Figure 1: Physical surface tension-neural net.

Download full-size image

DOI: 10.7717/peerjcs.511/fig-1

For the initialization of the neural network parameters, the Nguyen-Widrom algorithm was used (Pavelka & Prochazka, 2004; Andayani et al., 2017), in which random parameters were generated. However, the advantage of this was that the parameters distribute the active neural regions much more uniformly in layers, which improved neural network training, as it presented a lower learning rate error from the beginning.

Layer 1 output calculation: The 20 input variables of a specific individual from the training set, a vector called E, went through an initial layer of 80 neurons. Each neuron had 20 parameters, called weights, which multiplied each input variable of vector E. A parameter called bias b was added to this multiplication. It was associated with each neuron, which results in the partial output of Layer 1. This procedure is described throughout the following equation: (4) $y_{k}^{1} = (\sum_{i = 1}^{20} E_{i} * w_{k, i}^{1}) + b_{k}^{1} f o r k = 1 t o 80$ (5) $y^{1} = \{y_{1}^{1}, y_{2}^{1} \dots y_{80}^{1}\}$

Where E_i is the i variable of the individual chosen from the training set, $w_{k, i}^{1}$ is the k neuron’s weight in Layer 1, which is multiplied by variable i, $b_{k}^{1}$ is neuron k’s bias in Layer 1, which is added to the total, and $y_{k}^{1}$ is the result of each k neuron. These 80 results were represented by y¹ vector, and y¹ went through a hyperbolic tangent transfer function, as this is a continuous transfer function, and is recommended for pattern-recognition processes (Harrington, 1993).
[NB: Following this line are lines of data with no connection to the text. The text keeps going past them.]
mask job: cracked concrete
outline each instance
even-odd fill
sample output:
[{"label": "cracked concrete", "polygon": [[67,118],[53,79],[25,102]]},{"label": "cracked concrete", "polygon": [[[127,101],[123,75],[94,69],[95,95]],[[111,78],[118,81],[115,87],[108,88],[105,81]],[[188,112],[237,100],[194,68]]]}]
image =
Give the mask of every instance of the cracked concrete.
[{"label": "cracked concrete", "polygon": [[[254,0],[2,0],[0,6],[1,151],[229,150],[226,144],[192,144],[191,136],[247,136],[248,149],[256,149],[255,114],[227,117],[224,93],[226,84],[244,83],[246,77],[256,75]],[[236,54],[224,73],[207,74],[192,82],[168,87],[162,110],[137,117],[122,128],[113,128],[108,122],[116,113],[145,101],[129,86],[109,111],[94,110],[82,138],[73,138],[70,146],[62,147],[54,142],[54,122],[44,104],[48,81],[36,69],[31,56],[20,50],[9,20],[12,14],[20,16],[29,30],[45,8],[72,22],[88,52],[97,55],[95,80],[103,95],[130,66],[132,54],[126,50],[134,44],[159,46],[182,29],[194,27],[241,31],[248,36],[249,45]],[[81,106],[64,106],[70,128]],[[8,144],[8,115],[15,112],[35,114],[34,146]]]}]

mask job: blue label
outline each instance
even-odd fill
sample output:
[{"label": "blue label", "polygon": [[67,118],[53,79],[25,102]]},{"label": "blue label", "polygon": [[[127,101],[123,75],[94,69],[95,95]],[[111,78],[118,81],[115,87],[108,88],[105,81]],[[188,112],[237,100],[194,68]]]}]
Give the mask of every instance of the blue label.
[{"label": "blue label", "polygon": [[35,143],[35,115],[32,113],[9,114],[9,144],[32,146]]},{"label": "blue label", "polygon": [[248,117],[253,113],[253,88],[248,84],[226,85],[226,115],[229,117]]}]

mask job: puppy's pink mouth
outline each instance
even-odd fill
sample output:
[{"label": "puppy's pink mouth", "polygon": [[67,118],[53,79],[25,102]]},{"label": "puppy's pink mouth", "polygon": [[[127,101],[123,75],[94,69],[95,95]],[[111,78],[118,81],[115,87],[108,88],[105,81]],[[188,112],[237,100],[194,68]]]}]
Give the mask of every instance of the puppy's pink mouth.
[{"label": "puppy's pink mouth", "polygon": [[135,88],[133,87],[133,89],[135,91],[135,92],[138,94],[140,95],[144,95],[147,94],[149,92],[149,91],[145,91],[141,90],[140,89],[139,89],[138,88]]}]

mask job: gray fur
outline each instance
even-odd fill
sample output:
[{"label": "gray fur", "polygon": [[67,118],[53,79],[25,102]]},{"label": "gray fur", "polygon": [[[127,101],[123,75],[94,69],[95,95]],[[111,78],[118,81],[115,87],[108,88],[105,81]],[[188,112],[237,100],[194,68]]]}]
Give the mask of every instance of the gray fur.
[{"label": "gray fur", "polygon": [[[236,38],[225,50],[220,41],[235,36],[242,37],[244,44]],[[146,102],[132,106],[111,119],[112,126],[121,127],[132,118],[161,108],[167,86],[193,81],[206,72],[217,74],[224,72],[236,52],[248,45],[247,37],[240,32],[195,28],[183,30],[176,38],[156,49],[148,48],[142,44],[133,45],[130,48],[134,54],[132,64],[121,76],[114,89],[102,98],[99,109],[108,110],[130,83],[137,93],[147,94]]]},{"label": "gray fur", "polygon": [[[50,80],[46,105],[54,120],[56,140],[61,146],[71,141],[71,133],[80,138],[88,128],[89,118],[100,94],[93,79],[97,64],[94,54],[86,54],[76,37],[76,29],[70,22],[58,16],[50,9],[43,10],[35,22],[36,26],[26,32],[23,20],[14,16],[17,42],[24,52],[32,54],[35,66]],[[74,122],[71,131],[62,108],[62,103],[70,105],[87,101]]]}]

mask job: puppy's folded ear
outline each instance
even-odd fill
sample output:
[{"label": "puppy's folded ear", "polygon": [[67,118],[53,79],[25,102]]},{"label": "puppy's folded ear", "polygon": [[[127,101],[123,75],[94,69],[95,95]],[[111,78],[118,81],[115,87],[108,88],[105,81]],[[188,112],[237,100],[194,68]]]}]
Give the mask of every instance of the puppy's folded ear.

Layer 1 output is described in the following equation (6) $Y_{k}^{1} = \frac{2}{1 + e^{- 2 {* y}_{k}^{1}}} - 1 f o r k = 1 t o 80$ (7) $Y^{1} = \{Y_{1}^{1}, Y_{2}^{1} \dots Y_{80}^{1}\}$

Where, e is the exponential function and Y¹ is the final output for Layer 1 and is composed of 80 outputs, one for each neuron.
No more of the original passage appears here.